Files
repmgr/doc/repmgr-node-check.xml
Ian Barwick 3870768d80 Add --repmgrd option to "repmgr node check"
This provides a simple way for checking whether the node's repmgrd is
running.

GitHub #719.
2021-09-28 09:46:31 +09:00

309 lines
9.3 KiB
XML

<refentry id="repmgr-node-check">
<indexterm>
<primary>repmgr node check</primary>
</indexterm>
<refmeta>
<refentrytitle>repmgr node check</refentrytitle>
</refmeta>
<refnamediv>
<refname>repmgr node check</refname>
<refpurpose>performs some health checks on a node from a replication perspective</refpurpose>
</refnamediv>
<refsect1>
<title>Description</title>
<para>
Performs some health checks on a node from a replication perspective.
This command must be run on the local node.
</para>
<note>
<para>
Currently &repmgr; performs health checks on physical replication
slots only, with the aim of warning about streaming replication standbys which
have become detached and the associated risk of uncontrolled WAL file
growth.
</para>
</note>
</refsect1>
<refsect1>
<title>Example</title>
<para>
Execution on the primary server:
<programlisting>
$ repmgr -f /etc/repmgr.conf node check
Node "node1":
Server role: OK (node is primary)
Replication lag: OK (N/A - node is primary)
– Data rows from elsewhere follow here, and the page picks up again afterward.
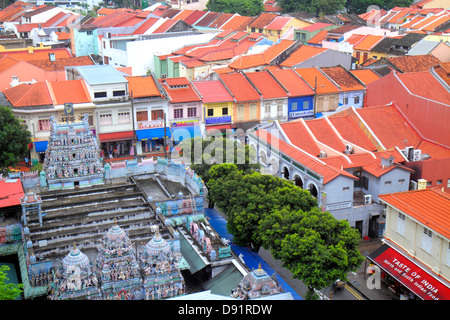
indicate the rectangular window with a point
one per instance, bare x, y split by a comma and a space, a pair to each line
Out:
159, 115
118, 93
427, 239
142, 116
401, 224
105, 119
241, 112
44, 125
252, 111
192, 112
178, 113
100, 94
294, 106
124, 117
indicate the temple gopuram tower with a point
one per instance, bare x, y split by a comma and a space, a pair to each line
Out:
72, 157
118, 268
75, 280
161, 269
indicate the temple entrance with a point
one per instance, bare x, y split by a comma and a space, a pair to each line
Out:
313, 190
286, 173
298, 181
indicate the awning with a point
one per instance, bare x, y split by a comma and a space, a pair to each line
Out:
187, 132
409, 274
222, 128
116, 136
152, 134
40, 146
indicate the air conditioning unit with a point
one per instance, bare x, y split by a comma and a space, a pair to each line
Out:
348, 149
417, 155
367, 199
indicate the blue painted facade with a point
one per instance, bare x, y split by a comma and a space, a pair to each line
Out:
300, 107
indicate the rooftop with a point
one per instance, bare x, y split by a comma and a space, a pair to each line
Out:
430, 207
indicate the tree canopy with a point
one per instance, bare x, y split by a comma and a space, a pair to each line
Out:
272, 212
8, 291
243, 7
14, 139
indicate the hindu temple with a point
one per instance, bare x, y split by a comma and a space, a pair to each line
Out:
257, 284
72, 157
117, 266
75, 278
161, 265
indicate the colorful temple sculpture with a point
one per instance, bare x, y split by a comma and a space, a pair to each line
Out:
75, 279
161, 265
72, 157
117, 266
257, 284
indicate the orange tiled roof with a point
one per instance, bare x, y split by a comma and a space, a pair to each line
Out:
143, 87
365, 75
430, 207
350, 131
302, 53
368, 42
262, 20
292, 82
240, 87
324, 85
60, 64
238, 23
266, 84
343, 78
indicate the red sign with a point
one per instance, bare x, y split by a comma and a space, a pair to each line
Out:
411, 275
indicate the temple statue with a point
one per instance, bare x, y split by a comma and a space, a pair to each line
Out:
118, 268
75, 280
256, 284
160, 265
72, 156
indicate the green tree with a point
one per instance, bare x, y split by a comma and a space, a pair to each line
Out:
247, 198
243, 7
317, 248
14, 139
202, 154
312, 6
8, 291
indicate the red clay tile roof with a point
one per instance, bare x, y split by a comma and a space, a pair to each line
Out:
212, 91
343, 78
186, 93
325, 134
262, 20
350, 131
424, 84
321, 168
73, 91
238, 23
324, 85
266, 84
60, 64
430, 207
303, 53
292, 82
365, 75
414, 63
239, 86
143, 87
25, 95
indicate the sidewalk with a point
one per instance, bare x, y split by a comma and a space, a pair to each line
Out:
358, 280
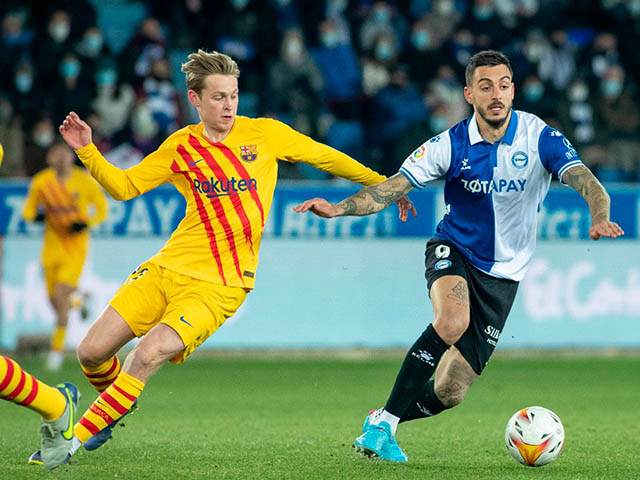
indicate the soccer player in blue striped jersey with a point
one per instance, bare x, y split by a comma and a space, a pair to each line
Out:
497, 166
WAL archiving: OK (0 pending files)
Upstream connection: OK (N/A - is primary)
Downstream servers: OK (2 of 2 downstream nodes attached)
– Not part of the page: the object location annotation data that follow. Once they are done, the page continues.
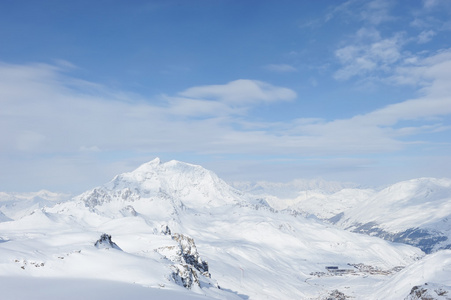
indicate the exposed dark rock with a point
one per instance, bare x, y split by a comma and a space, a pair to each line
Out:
165, 230
185, 275
105, 242
190, 255
129, 211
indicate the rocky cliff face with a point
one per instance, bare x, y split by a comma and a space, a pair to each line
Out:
105, 242
188, 265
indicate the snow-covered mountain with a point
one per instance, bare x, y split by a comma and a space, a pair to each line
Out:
183, 233
415, 212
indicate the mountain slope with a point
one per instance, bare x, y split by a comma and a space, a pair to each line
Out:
178, 227
415, 212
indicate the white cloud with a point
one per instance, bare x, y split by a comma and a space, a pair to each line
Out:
241, 92
426, 36
371, 12
281, 68
362, 58
46, 114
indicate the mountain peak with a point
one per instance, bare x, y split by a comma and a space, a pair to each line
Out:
192, 184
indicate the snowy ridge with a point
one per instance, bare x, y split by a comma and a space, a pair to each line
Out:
416, 212
193, 185
168, 219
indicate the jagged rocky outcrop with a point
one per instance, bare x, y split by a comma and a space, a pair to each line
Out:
105, 242
429, 291
188, 264
129, 211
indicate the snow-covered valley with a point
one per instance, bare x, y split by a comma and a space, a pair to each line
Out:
177, 231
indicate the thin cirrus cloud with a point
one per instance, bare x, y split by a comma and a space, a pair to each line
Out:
42, 108
280, 68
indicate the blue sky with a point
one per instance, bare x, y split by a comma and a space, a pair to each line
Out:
253, 90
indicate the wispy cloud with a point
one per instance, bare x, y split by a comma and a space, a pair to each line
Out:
362, 58
47, 114
281, 68
426, 36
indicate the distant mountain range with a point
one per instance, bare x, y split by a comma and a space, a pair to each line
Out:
183, 233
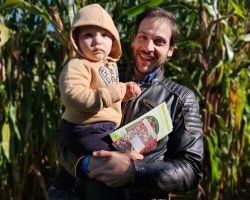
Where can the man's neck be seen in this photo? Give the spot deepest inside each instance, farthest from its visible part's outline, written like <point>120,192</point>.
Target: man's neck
<point>138,76</point>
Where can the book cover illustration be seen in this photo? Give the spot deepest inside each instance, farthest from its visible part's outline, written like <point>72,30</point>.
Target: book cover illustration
<point>144,132</point>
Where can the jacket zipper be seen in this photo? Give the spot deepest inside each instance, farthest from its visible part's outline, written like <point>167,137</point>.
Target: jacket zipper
<point>149,105</point>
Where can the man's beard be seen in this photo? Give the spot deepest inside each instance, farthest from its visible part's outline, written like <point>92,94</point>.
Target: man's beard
<point>153,67</point>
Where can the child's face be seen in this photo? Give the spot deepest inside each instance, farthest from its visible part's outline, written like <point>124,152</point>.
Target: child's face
<point>94,42</point>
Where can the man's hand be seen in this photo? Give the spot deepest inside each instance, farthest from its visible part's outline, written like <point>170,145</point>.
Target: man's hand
<point>132,90</point>
<point>120,88</point>
<point>113,168</point>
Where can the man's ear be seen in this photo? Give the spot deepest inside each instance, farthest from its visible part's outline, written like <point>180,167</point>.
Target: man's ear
<point>133,40</point>
<point>170,51</point>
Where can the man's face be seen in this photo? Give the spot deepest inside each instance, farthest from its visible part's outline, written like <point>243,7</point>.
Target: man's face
<point>151,45</point>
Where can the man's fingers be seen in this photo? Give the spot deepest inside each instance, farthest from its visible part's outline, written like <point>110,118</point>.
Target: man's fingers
<point>102,153</point>
<point>135,156</point>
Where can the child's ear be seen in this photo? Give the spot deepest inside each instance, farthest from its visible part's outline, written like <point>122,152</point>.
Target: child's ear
<point>170,51</point>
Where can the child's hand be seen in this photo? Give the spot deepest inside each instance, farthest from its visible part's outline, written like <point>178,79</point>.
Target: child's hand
<point>120,88</point>
<point>132,91</point>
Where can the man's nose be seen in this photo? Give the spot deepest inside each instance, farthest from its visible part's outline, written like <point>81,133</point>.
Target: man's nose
<point>149,45</point>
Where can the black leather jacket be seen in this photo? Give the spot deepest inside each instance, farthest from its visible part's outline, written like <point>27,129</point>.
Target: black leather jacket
<point>175,164</point>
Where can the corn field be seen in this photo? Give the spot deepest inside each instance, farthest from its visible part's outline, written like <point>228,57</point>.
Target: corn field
<point>212,58</point>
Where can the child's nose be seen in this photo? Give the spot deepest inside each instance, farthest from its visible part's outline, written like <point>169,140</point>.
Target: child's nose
<point>98,39</point>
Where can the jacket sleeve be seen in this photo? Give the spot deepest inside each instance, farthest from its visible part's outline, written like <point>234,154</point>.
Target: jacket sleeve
<point>180,166</point>
<point>77,92</point>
Replication slots: OK (node has no physical replication slots)
Missing replication slots: OK (node has no missing physical replication slots)
Configured data directory: OK (configured "data_directory" is "/var/lib/postgresql/data")</programlisting>
</para>
<para>
Execution on a standby server:
<programlisting>
$ repmgr -f /etc/repmgr.conf node check
Node "node2":
Server role: OK (node is standby)
Replication lag: OK (0 seconds)
WAL archiving: OK (0 pending archive ready files)
Upstream connection: OK (node "node2" (ID: 2) is attached to expected upstream node "node1" (ID: 1))
Downstream servers: OK (this node has no downstream nodes)
Replication slots: OK (node has no physical replication slots)
Missing physical replication slots: OK (node has no missing physical replication slots)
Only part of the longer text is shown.